To calculate the average rating of each opponent, we can use the
matches_df dataframe created in the cell chunk containing
the primary parsing code. This dataframe contains a record of all the
games that were played, namely a list of each player name and all of
their associated opponent pair numbers. This can also be clarified in
the graphic above by following the logical flow after cell (6).

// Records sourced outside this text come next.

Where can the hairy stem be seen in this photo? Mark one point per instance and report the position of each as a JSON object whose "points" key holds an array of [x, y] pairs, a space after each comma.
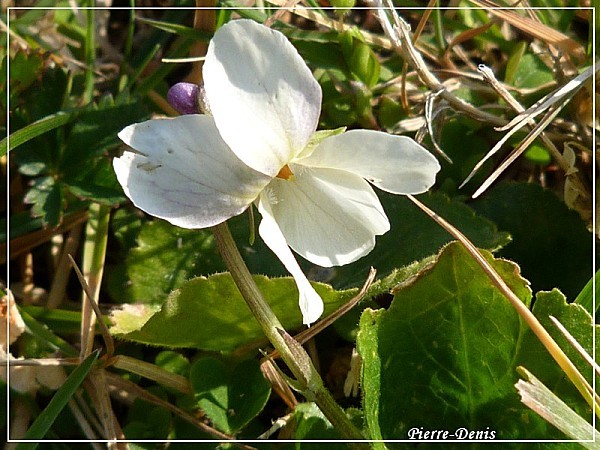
{"points": [[290, 350]]}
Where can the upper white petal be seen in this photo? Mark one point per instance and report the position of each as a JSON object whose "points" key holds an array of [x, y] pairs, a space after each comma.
{"points": [[328, 216], [311, 304], [396, 164], [184, 173], [263, 97]]}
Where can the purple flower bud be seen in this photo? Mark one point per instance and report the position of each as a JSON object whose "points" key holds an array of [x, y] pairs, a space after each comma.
{"points": [[184, 98]]}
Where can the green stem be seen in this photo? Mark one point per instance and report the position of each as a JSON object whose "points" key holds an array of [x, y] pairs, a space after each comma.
{"points": [[90, 56], [291, 352], [94, 251]]}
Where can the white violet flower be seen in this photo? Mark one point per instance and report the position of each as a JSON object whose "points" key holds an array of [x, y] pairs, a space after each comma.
{"points": [[197, 171]]}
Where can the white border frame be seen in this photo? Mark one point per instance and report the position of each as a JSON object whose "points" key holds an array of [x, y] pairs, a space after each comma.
{"points": [[249, 441]]}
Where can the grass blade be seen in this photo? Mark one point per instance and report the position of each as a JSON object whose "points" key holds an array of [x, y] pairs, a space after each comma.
{"points": [[44, 421]]}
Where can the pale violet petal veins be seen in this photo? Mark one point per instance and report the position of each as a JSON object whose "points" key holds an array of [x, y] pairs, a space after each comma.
{"points": [[183, 172], [328, 216], [311, 304], [395, 164], [264, 99]]}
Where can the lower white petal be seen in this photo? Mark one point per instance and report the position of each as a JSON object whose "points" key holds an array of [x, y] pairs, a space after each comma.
{"points": [[311, 304], [184, 173], [395, 164], [330, 217]]}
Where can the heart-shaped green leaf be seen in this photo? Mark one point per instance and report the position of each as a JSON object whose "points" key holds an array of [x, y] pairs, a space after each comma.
{"points": [[230, 396]]}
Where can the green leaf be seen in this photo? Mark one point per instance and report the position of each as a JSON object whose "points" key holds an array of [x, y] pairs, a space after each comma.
{"points": [[44, 421], [96, 130], [512, 64], [414, 236], [230, 396], [24, 70], [309, 423], [530, 72], [46, 196], [587, 294], [535, 358], [173, 362], [36, 129], [97, 182], [167, 256], [452, 339], [550, 242], [210, 314], [537, 154]]}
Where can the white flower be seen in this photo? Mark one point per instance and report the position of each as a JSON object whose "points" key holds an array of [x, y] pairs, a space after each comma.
{"points": [[197, 171]]}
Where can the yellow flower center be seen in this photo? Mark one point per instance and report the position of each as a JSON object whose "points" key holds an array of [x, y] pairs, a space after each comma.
{"points": [[285, 173]]}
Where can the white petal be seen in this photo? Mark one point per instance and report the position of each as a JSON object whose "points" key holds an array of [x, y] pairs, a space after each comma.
{"points": [[184, 173], [328, 216], [395, 164], [263, 97], [311, 304]]}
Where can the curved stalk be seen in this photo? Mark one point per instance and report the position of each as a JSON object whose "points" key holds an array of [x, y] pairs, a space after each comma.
{"points": [[292, 353]]}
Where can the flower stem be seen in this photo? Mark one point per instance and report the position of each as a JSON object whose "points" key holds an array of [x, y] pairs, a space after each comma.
{"points": [[292, 353]]}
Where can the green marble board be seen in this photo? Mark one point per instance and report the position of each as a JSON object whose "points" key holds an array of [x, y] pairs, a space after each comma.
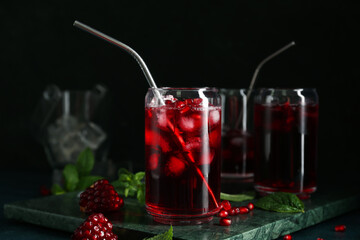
{"points": [[62, 212]]}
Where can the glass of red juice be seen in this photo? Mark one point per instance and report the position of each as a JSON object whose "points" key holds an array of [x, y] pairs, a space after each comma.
{"points": [[182, 154], [286, 134], [237, 134]]}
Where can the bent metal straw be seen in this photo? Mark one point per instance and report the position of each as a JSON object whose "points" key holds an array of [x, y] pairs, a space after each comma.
{"points": [[149, 78]]}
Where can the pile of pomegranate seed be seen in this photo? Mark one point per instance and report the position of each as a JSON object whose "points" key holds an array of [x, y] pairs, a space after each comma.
{"points": [[227, 210], [340, 228], [100, 197], [96, 226]]}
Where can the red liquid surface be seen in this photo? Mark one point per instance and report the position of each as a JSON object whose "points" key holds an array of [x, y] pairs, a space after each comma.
{"points": [[182, 151], [286, 148], [238, 153]]}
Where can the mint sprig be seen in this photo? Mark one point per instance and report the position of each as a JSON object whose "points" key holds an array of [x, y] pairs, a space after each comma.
{"points": [[163, 236], [238, 197], [129, 184], [281, 202]]}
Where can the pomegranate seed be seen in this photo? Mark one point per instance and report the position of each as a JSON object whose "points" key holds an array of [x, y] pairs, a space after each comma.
{"points": [[287, 237], [226, 205], [250, 206], [96, 226], [243, 210], [225, 221], [340, 228], [100, 197], [232, 212], [223, 213]]}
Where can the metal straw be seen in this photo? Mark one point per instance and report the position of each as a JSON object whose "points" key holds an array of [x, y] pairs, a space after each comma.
{"points": [[257, 70], [126, 48], [152, 85]]}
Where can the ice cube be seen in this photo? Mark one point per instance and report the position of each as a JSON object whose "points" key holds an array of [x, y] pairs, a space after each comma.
{"points": [[193, 144], [92, 135], [206, 157], [154, 139], [170, 98], [215, 138], [153, 161], [175, 166], [192, 122], [162, 118], [214, 118]]}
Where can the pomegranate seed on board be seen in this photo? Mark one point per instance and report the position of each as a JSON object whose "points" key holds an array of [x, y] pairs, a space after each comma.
{"points": [[243, 210], [100, 197], [225, 221], [226, 205], [96, 226], [250, 206], [287, 237], [223, 213], [232, 212], [340, 228]]}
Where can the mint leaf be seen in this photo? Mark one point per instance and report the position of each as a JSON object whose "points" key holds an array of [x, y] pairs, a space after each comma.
{"points": [[130, 184], [139, 175], [123, 171], [238, 197], [85, 162], [87, 181], [56, 189], [163, 236], [281, 202], [71, 177]]}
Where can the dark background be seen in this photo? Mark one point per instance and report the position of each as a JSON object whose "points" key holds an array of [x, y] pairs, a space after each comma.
{"points": [[184, 43]]}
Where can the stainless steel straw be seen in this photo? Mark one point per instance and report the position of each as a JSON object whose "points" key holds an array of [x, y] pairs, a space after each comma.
{"points": [[257, 70], [126, 48]]}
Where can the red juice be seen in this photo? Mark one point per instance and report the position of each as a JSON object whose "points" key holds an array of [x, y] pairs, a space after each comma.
{"points": [[286, 147], [182, 152]]}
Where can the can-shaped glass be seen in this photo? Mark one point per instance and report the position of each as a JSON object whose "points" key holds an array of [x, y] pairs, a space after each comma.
{"points": [[182, 154], [286, 134], [237, 134]]}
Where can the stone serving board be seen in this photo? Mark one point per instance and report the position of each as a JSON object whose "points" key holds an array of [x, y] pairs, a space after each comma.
{"points": [[62, 212]]}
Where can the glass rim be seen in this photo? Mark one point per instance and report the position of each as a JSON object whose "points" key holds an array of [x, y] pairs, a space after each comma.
{"points": [[212, 89], [286, 89]]}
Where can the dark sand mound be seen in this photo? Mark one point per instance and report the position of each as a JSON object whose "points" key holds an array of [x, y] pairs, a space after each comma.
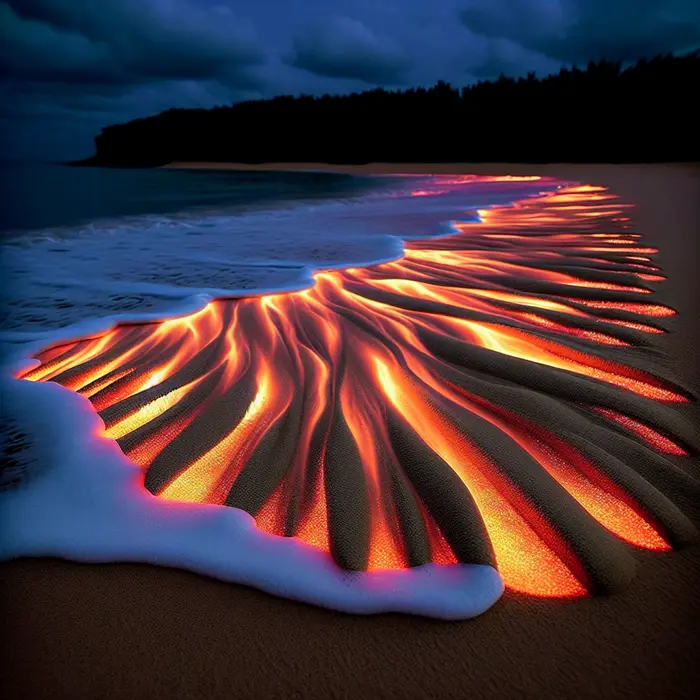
{"points": [[496, 397]]}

The
chunk below calculates the average rating of each opponent using a
groupby():
avg_opponent_score_df <-
matches_df %>%
left_join(final_df, by = "pair_number", suffix=c("", "_y")) %>%
group_by(player_name) %>%
summarise(avg_opponent_score=mean(pre_rating))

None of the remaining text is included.